O ex-presidente Trump, após ser atingido por um tiro (Gene J. Puskar/AP Photo)

A Câmara dos Representantes dos Estados Unidos aprovou, na noite da quarta-feira (24), uma resolução para formar uma força-tarefa encarregada de investigar a tentativa de assassinato contra o ex-presidente Donald Trump. O republicano estava em um comício na Pensilvânia, em 13 de julho, quando foi atingido por um tiro de raspão na orelha.

O projeto foi encabeçado pelo deputado Mike Kelly, cuja cidade natal, Butler, foi o local do tiroteio. Kelly estava no comício com sua esposa e outros membros da família.
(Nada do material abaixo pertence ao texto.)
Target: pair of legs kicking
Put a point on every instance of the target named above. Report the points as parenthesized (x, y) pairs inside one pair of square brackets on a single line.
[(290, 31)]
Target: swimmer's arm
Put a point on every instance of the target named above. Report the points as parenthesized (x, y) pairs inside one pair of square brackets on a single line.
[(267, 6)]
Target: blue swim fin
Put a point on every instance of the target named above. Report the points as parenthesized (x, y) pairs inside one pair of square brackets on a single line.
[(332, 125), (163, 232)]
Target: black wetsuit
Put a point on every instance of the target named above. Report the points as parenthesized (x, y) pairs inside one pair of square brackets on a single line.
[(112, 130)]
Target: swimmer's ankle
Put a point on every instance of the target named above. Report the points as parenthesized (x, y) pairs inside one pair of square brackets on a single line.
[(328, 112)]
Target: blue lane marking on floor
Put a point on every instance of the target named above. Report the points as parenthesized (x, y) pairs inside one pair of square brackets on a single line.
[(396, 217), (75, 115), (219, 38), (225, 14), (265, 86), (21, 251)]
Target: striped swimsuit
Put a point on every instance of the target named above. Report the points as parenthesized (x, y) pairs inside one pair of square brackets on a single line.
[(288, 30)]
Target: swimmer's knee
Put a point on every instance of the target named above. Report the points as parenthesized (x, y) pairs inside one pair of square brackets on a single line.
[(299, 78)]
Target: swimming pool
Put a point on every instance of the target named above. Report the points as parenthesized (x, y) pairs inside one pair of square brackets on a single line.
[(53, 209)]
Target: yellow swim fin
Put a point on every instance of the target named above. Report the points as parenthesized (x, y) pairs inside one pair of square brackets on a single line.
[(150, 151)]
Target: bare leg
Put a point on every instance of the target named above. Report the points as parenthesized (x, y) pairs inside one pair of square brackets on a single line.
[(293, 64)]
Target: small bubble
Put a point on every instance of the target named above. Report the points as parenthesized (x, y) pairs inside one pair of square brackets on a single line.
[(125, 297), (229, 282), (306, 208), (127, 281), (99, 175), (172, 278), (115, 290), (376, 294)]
Segundo o texto, a força-tarefa bipartidária será composta por 13 membros da Câmara, devendo incluir sete republicanos e seis democratas. O grupo deverá determinar as falhas que permitiram o ataque e desenvolver recomendações para evitar futuros lapsos de segurança. O relatório final será apresentado até 13 de dezembro.

Relembre o atentado

A tentativa de assassinato contra Trump ocorreu no dia 13 de julho. Na data, o republicano discursava em um comício na cidade de Butler, na Pensilvânia, quando foi alvo de tiros. Ele foi atingido de raspão na orelha e, logo em seguida, escoltado por agentes do Serviço Secreto norte-americano.

O atirador, identificado como Thomas Matthew Crooks, de 20 anos, foi morto após os disparos. Ele estava posicionado no telhado de um prédio nas redondezas do comício, a cerca de 150 metros do palco onde Trump discursava. Um fuzil AR-15 foi recuperado junto ao corpo do agressor. A polícia segue investigando a motivação do crime.